All we were reasonably left with was the silence of…Fate, nothing less. It differed from its Ukrainian twin: it seemed a matter of, perhaps purely technical, accident. It was a comparatively passive blow of fate, a silent disappearance, all the passengers unconscious for hours before the plane plunged into the sea, closed-eyed, going blindly to their end—in comparison to its active, human-willed counterpart these months later. Both ‘accidents’ of a kind: the one a stealthy theft by the gods of chance, the second a sky-cracking echo of the first in its brutal will to erase life (the Buk missile, like Icarus, driving high)–and thereby become actively godly. This is what we mortals try to do. And then keep on keeping on as if guilt and hubris were of less relevance or import than they would be to the real, godly thing.

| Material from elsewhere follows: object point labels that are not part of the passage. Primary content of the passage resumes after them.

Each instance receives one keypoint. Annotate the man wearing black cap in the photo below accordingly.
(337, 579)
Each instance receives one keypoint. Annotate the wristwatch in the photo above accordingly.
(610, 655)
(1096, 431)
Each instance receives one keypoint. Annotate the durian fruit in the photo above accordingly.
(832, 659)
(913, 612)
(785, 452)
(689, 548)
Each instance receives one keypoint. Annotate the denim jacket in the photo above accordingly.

This too is absurd: we are not gods, that much is plain. The Economist, for example, writes that “There is a depressing chance … that MH17 will remain an unfathomable aberration.” Hermeneutic parallels can be overdone, civilize something that is at base just sheer, horrific wrong. The rebels in the Ukraine were always going to, sooner or later, make a terrible mistake; American and EU deliberations have now willingly laid material blame for that at Putin’s feet; “phase two” sanctioning against Russia proceeds apace. The potential space of humility has glanced by, been glimpsed, but foregone, just as it has been, in recent days, in Gaza.

298 passengers of a Malaysian airliner blasted out of the air: a war-crime and act of international terrorism by any reckoning. In Gaza a death toll of Palestinian civilians now numbering over 1,600—with up to a quarter of those being children. In all of those countries implicated, Australia being one, the dead of MH17 were appropriately honoured with state memorials; the Abbot government has taken supererogatory measures to try to ensure “full justice” be done. Will it, can it, be done? Is that, too, absurd? What is “full justice” in the face of such an event?

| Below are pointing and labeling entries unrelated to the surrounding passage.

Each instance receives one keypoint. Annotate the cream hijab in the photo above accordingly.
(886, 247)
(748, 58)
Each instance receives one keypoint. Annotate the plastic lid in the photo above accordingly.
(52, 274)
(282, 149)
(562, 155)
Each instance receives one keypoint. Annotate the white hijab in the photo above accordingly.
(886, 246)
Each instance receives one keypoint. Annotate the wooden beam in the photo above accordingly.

From my hotel-room in KL, for a day or two, it seemed, its impact at least sobered the febrile flow of virtual periphernalia. But not for long. Within a couple of days those quizzes on Facebook that test ‘which fashion era you really are’, ‘how many countries with the letter “A” you can identify’, or ‘which album cover is the most macabre’, had taken the reins of the popular consciousness once more. There was no stilling of the tide, a mere hiatus, of the moorless, the meaningless, the irreal. Insofar as mourning signifies the realization of irretrievable loss, recognizing by what means such loss can never be redeemed, it was not even wholly mourning, but its formal simulacrum. And as we know, the simulacrum is now already as real as its original once was; the virtual occupies and has colonized it—for real. What we experience is semi-cooked and semi-digested, neither as raw nor indigestible as the mark of the Real always is, and has to be.

Fate—its ‘event’, the call of its actual import—had failed to break through and announce itself. Within its proper forms, its veils and gauze, mourning wore a short-lived face—with blinkers on. As for Sophocles’ Oedipus, for whom the real is too much to be seen as such, its actual nature divined, it is far easier to take out the eyes that might recognise it, to restore to the self its own will to deny, blind as it has literally become. What is left is the silence, both that of those fatefully ‘chosen’—the dead of the twin airline ‘accidents,’ the more than 1,600 civilian Gazans—and ourselves, deaf to its most radical entreaty: that we die, completely, to whatever has made us this way.